Вася не стал обижаться (такой хороший день!). Убрал ноги с подоконника, сунул ступни в тапки, но сам придвинулся со стулом ближе к окну. За стеклом густо летели вниз искристые капли, стеклянно бились о жестяной подоконник. Наверно, они срывались с сосулек, висевших высоко под крышей, над девятым этажом. Как они ухитрялись, пролетая пять этажей, не задеть косяки и балконы? Впрочем, это ведь сон….
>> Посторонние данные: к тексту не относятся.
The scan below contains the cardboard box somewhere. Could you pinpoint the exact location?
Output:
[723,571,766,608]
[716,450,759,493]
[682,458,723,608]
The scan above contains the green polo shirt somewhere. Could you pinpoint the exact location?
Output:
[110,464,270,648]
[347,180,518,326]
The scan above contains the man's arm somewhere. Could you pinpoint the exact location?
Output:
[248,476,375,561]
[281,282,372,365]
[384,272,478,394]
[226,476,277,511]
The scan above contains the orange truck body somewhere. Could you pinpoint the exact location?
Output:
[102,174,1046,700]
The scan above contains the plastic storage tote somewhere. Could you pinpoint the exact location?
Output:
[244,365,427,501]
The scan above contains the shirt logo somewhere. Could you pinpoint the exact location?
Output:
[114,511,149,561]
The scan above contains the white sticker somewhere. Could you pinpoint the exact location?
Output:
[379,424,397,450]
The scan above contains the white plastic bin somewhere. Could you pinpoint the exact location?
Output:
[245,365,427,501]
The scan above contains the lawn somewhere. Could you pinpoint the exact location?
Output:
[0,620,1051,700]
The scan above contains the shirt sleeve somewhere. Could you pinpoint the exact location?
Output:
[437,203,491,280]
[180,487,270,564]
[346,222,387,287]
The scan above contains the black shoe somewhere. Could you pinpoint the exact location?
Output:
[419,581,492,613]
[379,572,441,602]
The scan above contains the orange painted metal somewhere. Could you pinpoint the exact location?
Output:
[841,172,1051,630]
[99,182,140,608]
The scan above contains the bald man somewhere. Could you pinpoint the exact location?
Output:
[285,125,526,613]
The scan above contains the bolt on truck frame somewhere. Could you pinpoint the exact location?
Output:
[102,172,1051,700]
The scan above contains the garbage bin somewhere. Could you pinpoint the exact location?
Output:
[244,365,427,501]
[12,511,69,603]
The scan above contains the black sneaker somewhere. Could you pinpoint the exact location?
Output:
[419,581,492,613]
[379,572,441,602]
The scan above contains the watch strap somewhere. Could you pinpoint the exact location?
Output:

Серые тополя и грязно-песочная стена изогнувшегося углом дома теперь были ярко-рыжими от солнца. Где-то весело кричали воробьи. На миг налетела серая тень (откуда, ведь об-лаков-то нет?!). «Сгинь!» — велел Вася, и тень тут же исчезла. А капли выбивали хрустальную мелодию: динь… динь…, «Динь-кающий день», — подумал Вася. И под мелодию капели у Васи стали складываться слова:
День — динь!
Капель капель — с крыш…
Тень — сгинь!
День, стань от солнца рыж…
Наяву Вася никогда не сочинял никаких стихов (за исключением двух строчек в письме, о котором речь пойдет позже). Но эта песенка не пропала из памяти даже тогда, когда сон кончился. И мотив запомнился. Простенький такой, но славный. И Вася порой напевал эту песенку, если было хорошее настроение.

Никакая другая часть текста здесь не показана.